While there are reports of some long haulers feeling relief after receiving the vaccine, Eleniak--who takes hydroxychloroquine for Lupus--said, "There is not enough information about the effect the vaccine has on people with autoimmune disorders." 

In an attempt to get answers, Eleniak recently signed up at a University of Alberta-affiliated clinic - one of three in Alberta - studying post-COVID-19 symptoms in long haulers. 

In the meantime, she continues to work as a forensic pathology technician at the medical examiner's office in Edmonton. Eleniak returned to part-time duties in early October and now works in a modified setting five days a week. 
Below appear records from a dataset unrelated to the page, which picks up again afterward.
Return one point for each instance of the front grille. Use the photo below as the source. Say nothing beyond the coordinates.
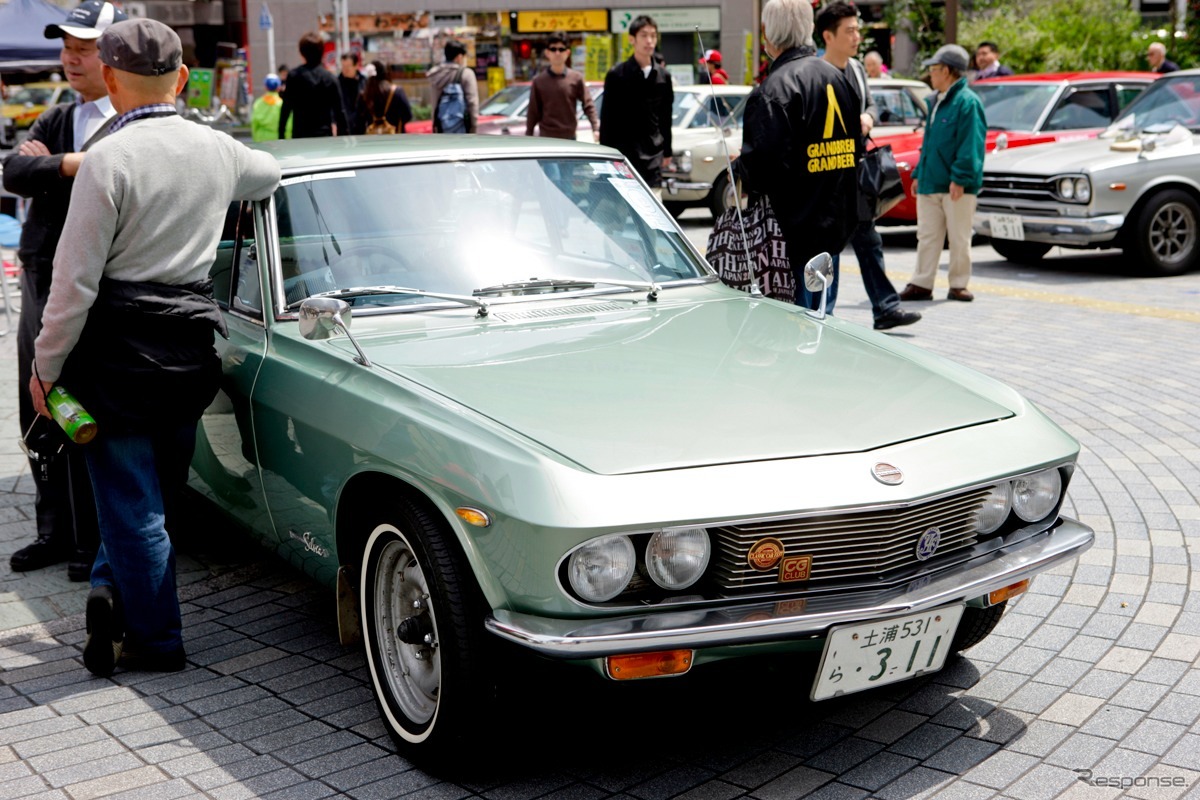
(851, 547)
(1018, 187)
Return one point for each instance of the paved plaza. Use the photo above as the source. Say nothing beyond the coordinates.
(1089, 689)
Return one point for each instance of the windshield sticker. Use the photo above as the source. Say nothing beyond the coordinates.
(318, 176)
(643, 203)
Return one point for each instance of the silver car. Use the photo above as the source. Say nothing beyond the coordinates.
(1137, 187)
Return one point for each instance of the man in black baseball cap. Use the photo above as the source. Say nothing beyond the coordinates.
(43, 169)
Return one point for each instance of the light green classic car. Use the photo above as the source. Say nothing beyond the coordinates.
(551, 426)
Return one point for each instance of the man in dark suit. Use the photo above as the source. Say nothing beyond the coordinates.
(635, 116)
(43, 169)
(312, 95)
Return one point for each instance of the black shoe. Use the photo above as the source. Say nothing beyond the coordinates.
(895, 318)
(172, 661)
(79, 566)
(103, 644)
(36, 555)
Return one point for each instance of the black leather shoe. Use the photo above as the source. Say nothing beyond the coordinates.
(79, 566)
(895, 318)
(36, 555)
(912, 292)
(173, 661)
(103, 644)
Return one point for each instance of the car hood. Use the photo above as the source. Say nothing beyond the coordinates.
(619, 386)
(1091, 156)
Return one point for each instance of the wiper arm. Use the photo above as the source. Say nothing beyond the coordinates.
(359, 292)
(651, 287)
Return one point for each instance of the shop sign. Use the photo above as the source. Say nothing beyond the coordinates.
(547, 22)
(670, 20)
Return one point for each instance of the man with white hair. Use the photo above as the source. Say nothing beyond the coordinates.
(1156, 54)
(802, 138)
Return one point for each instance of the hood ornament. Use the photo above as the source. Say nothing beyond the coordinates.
(887, 474)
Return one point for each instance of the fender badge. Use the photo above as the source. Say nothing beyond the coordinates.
(765, 554)
(887, 474)
(928, 543)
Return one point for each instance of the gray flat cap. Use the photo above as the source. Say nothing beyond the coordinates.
(951, 55)
(144, 47)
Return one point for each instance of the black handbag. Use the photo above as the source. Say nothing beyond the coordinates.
(761, 241)
(879, 182)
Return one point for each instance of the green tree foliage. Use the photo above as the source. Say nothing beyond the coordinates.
(1057, 35)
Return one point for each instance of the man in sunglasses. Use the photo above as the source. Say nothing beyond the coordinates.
(556, 94)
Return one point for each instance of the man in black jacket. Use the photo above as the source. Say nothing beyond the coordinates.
(312, 96)
(635, 116)
(43, 169)
(802, 138)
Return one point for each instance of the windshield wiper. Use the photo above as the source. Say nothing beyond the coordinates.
(360, 292)
(649, 287)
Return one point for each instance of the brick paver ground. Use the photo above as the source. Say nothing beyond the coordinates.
(1092, 674)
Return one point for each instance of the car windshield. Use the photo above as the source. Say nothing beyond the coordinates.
(463, 227)
(35, 96)
(507, 102)
(1167, 102)
(1014, 106)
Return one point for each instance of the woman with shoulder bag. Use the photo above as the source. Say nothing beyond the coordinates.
(382, 107)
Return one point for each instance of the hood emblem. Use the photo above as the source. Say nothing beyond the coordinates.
(928, 543)
(887, 474)
(765, 554)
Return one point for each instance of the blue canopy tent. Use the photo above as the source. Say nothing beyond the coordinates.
(23, 43)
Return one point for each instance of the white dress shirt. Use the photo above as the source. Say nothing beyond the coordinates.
(89, 118)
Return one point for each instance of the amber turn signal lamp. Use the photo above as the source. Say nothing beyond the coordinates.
(649, 665)
(1001, 595)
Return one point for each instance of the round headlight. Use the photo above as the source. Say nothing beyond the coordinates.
(1036, 495)
(677, 558)
(995, 507)
(601, 569)
(1083, 190)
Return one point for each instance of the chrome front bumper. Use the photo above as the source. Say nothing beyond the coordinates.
(1059, 230)
(789, 619)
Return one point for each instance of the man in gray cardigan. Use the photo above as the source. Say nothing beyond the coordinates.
(129, 330)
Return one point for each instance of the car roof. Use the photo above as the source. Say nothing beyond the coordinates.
(1072, 77)
(322, 152)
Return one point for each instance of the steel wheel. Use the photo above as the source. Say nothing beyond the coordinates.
(1169, 233)
(411, 659)
(424, 635)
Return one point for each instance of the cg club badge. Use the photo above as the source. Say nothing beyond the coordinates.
(928, 543)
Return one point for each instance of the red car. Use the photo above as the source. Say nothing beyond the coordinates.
(1031, 109)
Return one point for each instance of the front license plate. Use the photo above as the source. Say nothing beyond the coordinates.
(883, 651)
(1007, 226)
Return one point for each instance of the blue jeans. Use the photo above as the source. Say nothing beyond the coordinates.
(132, 473)
(869, 250)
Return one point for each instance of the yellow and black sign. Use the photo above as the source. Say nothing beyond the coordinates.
(547, 22)
(832, 154)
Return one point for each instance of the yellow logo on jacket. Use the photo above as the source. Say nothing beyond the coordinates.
(832, 154)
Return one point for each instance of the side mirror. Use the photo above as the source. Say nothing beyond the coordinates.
(817, 277)
(321, 317)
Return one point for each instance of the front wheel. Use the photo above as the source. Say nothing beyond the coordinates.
(1020, 252)
(423, 629)
(1167, 240)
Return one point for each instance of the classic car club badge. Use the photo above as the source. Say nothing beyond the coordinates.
(765, 554)
(887, 474)
(928, 543)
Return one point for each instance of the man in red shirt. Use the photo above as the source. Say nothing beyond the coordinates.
(555, 94)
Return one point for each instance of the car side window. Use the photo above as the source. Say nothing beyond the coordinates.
(235, 278)
(1084, 108)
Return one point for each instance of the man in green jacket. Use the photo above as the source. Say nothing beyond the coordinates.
(949, 174)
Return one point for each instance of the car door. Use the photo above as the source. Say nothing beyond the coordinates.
(226, 464)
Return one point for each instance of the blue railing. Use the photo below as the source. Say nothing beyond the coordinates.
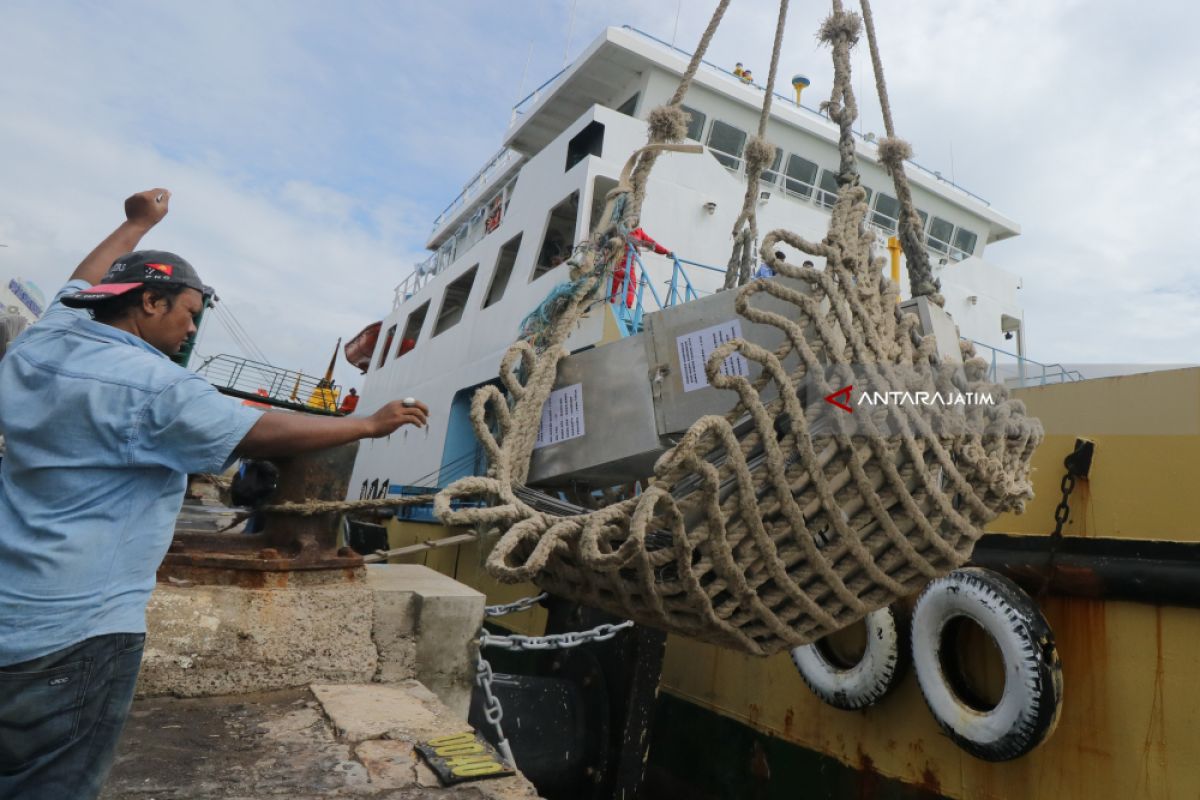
(1019, 371)
(679, 289)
While it is a struggle, the return to work and productivity has been a boost for her mental health, according to Eleniak, who lives with husband Terry at their dairy farm 77 km east of Edmonton. "I do have to work as I am putting my daughter through college."

Even with tight family ties--her first grandchild was born last fall-- Eleniak admits she can’t avoid emotionally painful moments away from home.

"I think this world has changed, but not for the good," said Eleniak, adding she hears too many insensitive comments from people when they realize she has lingering symptoms due to COVID-19.

"They'll hear me talk in my raspy voice and say, 'What do you mean you've been that way since July?' 

Eleniak has also found support from the COVID-19 long haulers Facebook group (, saying, "It’s calming to know someone else feels some of the same things I do."

The long haulers Facebook group founder Susie Goulding, who contracted COVID-19 a year ago and has not been able to work since, is frustrated by the lack of a response by governments.

"Everybody is on their own because long haulers are not counted," said Goulding, 53. "They have not even given this (condition) a name."

"This is an urgent situation. It is a tsunami of people building up and we are running against the clock," she said.

To improve the dialogue between long haulers and the provinces, Goulding has created Facebook chapters in Alberta, B.C. and Quebec, each with its own set of standards. An Atlantic Canada chapter is also a tentative go.

The COVID Long Haulers Support Group Canada has helped spearhead two petitions destined to be tabled in parliament in early April asking the federal government to recognize long-haul COVID-19 as a condition and provide financial help for people who can't work because of it.